Weight-loss drugs may be a "solution" to Weight Watchers' woes, a Goldman Sachs analyst says

The anti-diabetic medication Ozempic, made by Danish pharmaceutical company Novo Nordisk. Photo: JOEL SAGET/AFP via Getty Images

Weight Watchers shares soared Tuesday after a Goldman Sachs analyst heralded the company's plan to take advantage of the surging interest in weight-loss drugs.

Driving the news: With a database of about 4 million members and another 20 million former members, WW is uniquely positioned to promote its newly acquired "pharmaceutical based clinical subscription service" Sequence to people who want to lose weight, Goldman analyst Jason English wrote.

  • English set a 12-month price target of $13 for WW shares — nearly triple Monday's closing price.
  • The stock was up 50% to over $6.20 early Tuesday afternoon.
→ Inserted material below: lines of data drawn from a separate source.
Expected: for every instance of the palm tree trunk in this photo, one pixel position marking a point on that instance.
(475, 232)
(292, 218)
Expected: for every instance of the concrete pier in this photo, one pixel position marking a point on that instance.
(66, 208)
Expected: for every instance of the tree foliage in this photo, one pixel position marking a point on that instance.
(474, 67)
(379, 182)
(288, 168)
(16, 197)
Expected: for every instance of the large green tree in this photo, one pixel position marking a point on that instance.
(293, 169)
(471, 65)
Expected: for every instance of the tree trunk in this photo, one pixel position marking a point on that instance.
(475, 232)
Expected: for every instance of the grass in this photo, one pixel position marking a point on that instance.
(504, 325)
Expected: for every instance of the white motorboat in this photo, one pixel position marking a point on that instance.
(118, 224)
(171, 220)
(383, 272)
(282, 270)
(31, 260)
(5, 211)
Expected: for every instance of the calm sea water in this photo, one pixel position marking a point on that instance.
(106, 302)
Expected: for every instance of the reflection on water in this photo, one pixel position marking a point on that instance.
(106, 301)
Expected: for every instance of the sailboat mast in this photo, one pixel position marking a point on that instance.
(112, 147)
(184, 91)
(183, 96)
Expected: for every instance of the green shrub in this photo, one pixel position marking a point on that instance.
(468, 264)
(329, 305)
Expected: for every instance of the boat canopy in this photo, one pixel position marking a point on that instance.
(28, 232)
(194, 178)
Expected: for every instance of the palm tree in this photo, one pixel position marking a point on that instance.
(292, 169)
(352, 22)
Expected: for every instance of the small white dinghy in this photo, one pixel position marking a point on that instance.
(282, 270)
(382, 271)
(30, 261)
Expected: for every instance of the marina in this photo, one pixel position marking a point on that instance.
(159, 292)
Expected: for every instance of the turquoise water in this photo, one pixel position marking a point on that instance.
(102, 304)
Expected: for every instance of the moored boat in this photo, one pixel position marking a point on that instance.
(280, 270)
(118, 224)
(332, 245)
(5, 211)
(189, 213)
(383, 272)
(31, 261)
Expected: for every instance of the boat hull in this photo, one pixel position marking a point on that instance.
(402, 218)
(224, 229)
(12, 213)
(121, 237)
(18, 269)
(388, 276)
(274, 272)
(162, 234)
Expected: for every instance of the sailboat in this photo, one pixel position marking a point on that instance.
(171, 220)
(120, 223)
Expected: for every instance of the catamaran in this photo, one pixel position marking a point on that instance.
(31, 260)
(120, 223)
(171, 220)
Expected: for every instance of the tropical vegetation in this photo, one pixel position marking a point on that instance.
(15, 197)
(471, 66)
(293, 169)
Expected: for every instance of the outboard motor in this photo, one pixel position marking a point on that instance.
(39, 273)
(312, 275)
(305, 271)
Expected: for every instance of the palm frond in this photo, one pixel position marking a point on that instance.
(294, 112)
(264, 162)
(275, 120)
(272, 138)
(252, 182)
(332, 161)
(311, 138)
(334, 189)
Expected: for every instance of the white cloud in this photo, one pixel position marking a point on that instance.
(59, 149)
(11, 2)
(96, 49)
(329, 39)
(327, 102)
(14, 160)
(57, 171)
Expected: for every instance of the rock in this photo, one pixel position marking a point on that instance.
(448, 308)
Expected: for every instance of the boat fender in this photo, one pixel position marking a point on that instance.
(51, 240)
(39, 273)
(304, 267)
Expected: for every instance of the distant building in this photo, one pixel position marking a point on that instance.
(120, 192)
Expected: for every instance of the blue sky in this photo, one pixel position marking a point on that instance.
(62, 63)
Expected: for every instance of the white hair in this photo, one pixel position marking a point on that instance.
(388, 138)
The big picture: WW CEO Sima Sistani told Axios in March that the company plans to embrace weight-loss drugs as "a recognition finally of the fact that there are biological and genetic underpinnings to obesity — and that in some cases willpower alone is not enough."

  • The company, facing declining membership and a falling stock price, has been cutting costs, including by closing hundreds of meeting locations.
  • But the increasing popularity of drugs like Ozempic and Wegovy is changing the conversation regarding weight loss efforts.

The bottom line: Weight loss drugs may be "a solution" to the company's woes, English wrote.